In the Matter of the Estate of Ashworth
Medical records can play a vital role in contested probate proceedings when the deceased’s mental capacity prior to passing is in question. Sometimes, though, when one party to a will dispute seeks to introduce medical records of the deceased, the other party resists disclosure, asserting that the records are protected by the physician-patient privilege. The Colorado Supreme Court noted that’s what happened in this case.
Brian Ashworth contested the validity of his father’s most recent will, raising questions about Robert Ashworth’s testamentary capacity and susceptibility to undue influence. The trial court ordered the decedent’s daughter Christine Miller to produce medical records for the final eight years of Robert Ashworth’s life for an in camera review. She resists any disclosure of the records, citing the physician-patient privilege.
The state Supreme Court held that the physician-patient privilege survives the privilege holder’s death, but that the testamentary exception provides for disclosure of the decedent’s privileged medical records if they are required to administer the estate.
The court discharged the rule to show cause and lifted the stay on the trial court’s in camera review of Robert Ashworth’s medical records.
Plaintiffs in this toxic tort action retained an expert to determine and opine on where and when they were exposed to a carcinogen that they claim was emitted from a plant operated by Terumo BCT, Inc. and Terumo BCT Sterilization Services, Inc. To facilitate the completion of the expert’s analysis, plaintiffs’ counsel provided to the expert a spreadsheet detailing where each plaintiff lived and worked and when.
Terumo demanded that plaintiffs produce to them not only the spreadsheet but also any communications between plaintiffs and their counsel that contained the information that plaintiffs’ counsel used to create the spreadsheet. Over plaintiffs’ objection that such communications were privileged and beyond the scope of disclosures required by Colorado Rule of Civil Procedure 26(a)(2), the district court granted Terumo’s request and ordered plaintiffs to produce “the raw facts or data reported by plaintiffs” to their counsel.
Plaintiffs sought relief under Colorado Appellate Rule 21. The Colorado Supreme Court issued a rule to show cause that required it to address two issues. One was whether the district court erred in finding that the attorney-client privilege doesn’t apply to protect a client’s confidential communications of facts to trial counsel. And the other was whether the district court erred in finding that, when trial counsel provided to an expert a spreadsheet of information learned in confidential client communications, plaintiffs waived — and procedural Rule 26(a)(2) requires disclosure of — the underlying client communications that the expert never saw.
The Colorado Supreme Court concluded that although the underlying facts are not privileged, the district court erred in finding that the attorney-client privilege doesn’t apply to protect a client’s confidential communications of such facts to trial counsel. Clients routinely provide factual information to their counsel. The state’s high court noted this doesn’t mean that opposing counsel is entitled to obtain the clients’ communications containing such facts. Rather, the proper method of obtaining such facts is through discovery directed at the clients.

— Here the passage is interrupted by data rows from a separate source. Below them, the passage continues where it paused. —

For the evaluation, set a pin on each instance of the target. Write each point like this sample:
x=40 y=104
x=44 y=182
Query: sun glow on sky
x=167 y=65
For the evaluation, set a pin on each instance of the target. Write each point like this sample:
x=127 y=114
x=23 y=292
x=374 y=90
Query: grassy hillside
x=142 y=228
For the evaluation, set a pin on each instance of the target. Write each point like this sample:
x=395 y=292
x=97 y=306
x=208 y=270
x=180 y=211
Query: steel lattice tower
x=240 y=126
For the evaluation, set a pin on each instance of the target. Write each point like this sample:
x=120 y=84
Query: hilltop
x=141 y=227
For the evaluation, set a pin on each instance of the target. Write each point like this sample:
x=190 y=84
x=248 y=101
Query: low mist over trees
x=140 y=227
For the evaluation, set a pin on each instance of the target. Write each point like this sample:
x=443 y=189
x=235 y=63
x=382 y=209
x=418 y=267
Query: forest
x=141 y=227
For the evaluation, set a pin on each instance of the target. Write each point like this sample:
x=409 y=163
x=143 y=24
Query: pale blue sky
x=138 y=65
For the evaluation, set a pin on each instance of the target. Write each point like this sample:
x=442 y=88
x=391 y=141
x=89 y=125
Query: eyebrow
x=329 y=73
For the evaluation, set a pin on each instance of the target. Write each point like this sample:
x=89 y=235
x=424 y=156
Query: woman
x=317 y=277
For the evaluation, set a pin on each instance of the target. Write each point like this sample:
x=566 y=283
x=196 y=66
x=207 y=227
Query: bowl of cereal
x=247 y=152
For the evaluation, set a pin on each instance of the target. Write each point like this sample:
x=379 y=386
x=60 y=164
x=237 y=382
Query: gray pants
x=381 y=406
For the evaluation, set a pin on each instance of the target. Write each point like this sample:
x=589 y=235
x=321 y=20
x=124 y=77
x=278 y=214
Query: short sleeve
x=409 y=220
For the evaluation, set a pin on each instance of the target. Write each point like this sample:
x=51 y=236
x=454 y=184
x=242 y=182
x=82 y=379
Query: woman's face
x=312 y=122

The court also concluded that the district court erred in finding that procedural Rule 26(a)(2) required plaintiffs to disclose not only the spreadsheet provided to their expert, but also any privileged and confidential communications that the expert never saw but that counsel used to prepare the spreadsheet. Contrary to Terumo’s assertion and the district court’s apparent belief, the court explained the disclosure of the spreadsheet to the expert in this case didn’t effect a waiver of privilege. Rather, plaintiffs were obligated to produce only the information that they provided to their expert.
The Supreme Court made its rule to show cause absolute.